In this article, we develop methods for sample size and power calculations in four-level intervention studies when intervention assignment is carried out at any level, with a particular focus on cluster randomized trials (CRTs). CRTs involving four levels are becoming popular in health care research, where the effects are measured, for example, from evaluations (level 1) within participants (level 2) in divisions (level 3) that are nested in clusters (level 4). In such multi-level CRTs, we consider three types of intraclass correlations between different evaluations to account for such clustering: that of the same participant, that of different participants from the same division, and that of different participants from different divisions in the same cluster.
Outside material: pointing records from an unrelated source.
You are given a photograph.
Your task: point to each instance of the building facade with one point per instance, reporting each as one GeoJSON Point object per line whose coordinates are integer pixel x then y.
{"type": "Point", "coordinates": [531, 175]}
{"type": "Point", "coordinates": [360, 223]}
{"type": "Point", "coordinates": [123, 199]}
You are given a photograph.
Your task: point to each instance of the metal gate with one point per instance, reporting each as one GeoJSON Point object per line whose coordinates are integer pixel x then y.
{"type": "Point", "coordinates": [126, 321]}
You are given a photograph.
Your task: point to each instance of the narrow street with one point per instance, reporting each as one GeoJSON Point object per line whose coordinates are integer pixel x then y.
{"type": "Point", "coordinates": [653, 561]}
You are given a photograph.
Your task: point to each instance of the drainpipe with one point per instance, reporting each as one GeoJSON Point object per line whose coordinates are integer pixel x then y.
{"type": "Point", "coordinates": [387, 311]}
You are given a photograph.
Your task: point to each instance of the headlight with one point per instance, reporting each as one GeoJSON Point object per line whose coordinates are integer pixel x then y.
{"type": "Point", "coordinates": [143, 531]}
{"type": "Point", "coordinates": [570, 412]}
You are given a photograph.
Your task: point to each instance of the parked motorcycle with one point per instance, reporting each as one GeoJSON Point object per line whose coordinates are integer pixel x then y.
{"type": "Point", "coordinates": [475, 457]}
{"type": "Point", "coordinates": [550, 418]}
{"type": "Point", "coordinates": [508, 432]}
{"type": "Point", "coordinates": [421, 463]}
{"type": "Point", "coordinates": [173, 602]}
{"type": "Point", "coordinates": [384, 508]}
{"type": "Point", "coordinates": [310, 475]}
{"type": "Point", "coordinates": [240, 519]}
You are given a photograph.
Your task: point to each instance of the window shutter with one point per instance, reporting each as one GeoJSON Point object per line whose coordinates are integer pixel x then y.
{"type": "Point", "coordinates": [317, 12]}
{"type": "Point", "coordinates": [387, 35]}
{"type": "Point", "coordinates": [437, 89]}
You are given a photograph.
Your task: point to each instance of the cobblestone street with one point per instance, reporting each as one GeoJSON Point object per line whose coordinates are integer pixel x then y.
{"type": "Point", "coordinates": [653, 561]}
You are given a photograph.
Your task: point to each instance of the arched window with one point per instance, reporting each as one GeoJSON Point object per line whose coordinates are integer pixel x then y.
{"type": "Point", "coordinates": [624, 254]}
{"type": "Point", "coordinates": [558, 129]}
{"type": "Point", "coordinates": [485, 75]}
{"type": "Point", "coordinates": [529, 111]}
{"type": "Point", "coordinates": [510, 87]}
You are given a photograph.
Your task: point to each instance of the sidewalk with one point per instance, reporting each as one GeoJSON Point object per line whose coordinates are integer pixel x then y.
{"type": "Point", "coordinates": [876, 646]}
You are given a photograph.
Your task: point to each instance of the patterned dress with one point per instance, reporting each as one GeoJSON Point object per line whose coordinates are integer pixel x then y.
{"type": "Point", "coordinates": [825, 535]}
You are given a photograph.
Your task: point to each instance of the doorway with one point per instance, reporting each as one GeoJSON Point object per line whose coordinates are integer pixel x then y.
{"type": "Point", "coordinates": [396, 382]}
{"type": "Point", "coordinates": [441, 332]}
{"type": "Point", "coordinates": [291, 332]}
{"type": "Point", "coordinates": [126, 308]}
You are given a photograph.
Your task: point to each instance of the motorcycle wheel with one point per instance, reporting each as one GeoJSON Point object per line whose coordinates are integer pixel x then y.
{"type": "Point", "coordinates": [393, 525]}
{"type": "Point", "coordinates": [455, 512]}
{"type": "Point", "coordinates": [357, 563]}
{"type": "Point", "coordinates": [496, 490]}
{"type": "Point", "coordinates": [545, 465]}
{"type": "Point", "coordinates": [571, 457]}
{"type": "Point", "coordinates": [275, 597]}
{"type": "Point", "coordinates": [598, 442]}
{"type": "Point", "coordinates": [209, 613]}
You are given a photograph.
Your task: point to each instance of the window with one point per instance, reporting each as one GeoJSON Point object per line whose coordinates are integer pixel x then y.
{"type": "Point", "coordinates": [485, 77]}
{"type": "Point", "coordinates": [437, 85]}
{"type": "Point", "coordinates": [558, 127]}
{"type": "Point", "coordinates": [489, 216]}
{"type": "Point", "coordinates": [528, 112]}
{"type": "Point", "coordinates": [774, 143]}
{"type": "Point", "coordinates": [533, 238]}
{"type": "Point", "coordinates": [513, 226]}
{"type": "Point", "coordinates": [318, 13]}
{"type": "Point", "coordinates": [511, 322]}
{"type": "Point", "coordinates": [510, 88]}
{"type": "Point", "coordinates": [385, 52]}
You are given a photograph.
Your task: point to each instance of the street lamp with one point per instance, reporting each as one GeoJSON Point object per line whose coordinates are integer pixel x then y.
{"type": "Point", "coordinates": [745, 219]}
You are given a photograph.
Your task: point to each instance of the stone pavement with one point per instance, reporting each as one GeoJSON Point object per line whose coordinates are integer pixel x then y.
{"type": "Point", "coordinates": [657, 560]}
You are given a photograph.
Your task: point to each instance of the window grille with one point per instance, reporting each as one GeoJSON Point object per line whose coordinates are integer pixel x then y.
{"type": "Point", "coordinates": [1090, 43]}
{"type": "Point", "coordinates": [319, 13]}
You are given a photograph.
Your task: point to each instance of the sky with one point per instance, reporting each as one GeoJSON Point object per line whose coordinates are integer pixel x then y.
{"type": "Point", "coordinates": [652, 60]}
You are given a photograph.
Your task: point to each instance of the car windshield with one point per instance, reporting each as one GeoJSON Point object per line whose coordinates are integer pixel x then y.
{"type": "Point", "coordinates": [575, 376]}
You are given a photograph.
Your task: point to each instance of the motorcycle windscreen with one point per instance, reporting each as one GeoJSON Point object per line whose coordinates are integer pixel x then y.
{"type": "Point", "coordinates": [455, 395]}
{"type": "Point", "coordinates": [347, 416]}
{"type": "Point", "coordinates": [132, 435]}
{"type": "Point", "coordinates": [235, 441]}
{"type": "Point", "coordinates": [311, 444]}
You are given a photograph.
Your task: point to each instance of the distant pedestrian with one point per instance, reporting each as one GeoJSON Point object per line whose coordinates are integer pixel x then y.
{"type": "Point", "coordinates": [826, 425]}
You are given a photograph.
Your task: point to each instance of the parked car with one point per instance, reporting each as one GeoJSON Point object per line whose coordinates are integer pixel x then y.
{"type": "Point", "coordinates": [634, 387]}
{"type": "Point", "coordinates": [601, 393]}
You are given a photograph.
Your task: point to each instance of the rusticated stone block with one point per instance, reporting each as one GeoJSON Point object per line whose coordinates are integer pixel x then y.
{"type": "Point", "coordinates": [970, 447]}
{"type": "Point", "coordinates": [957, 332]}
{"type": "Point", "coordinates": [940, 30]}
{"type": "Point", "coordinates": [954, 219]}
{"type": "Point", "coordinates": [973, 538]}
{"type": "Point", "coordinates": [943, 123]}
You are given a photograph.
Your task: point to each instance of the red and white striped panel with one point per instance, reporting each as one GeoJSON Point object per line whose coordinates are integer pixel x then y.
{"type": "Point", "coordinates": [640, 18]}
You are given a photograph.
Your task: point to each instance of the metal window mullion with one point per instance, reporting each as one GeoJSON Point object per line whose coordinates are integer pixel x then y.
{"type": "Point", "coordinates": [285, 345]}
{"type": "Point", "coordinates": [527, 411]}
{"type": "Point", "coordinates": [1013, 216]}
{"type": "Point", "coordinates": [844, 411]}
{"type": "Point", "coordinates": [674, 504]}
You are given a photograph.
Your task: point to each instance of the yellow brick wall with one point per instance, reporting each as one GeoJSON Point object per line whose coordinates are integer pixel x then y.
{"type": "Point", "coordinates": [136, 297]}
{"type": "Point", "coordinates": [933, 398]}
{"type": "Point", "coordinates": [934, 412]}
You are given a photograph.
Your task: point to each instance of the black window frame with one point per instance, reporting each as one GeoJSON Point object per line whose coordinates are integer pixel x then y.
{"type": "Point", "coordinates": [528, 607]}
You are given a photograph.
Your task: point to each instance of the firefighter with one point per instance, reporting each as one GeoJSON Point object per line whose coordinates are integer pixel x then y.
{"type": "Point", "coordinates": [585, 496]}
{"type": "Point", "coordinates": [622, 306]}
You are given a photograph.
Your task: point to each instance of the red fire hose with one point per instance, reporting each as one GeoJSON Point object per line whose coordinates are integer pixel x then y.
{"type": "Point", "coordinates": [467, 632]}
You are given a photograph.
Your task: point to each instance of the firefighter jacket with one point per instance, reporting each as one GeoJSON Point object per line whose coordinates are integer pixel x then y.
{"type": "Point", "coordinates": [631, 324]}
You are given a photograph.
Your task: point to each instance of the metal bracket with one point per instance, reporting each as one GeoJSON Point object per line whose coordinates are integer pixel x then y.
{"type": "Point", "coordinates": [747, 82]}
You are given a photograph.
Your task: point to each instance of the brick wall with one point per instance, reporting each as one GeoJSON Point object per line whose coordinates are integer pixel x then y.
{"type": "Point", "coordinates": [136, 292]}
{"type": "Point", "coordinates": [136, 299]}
Assuming arbitrary link and variance functions, with the proposed correlation structure as the true correlation structure, closed-form sample size formulas for randomization carried out at any level (including individually randomized trials within a four-level clustered structure) are derived based on the generalized estimating equations approach using the model-based variance and using the sandwich variance with an independence working correlation matrix. We demonstrate that empirical power corresponds well with that predicted by the proposed method for as few as 8 clusters, when data are analyzed using the matrix-adjusted estimating equations for the correlation parameters with a bias-corrected sandwich variance estimator, under both balanced and unbalanced designs.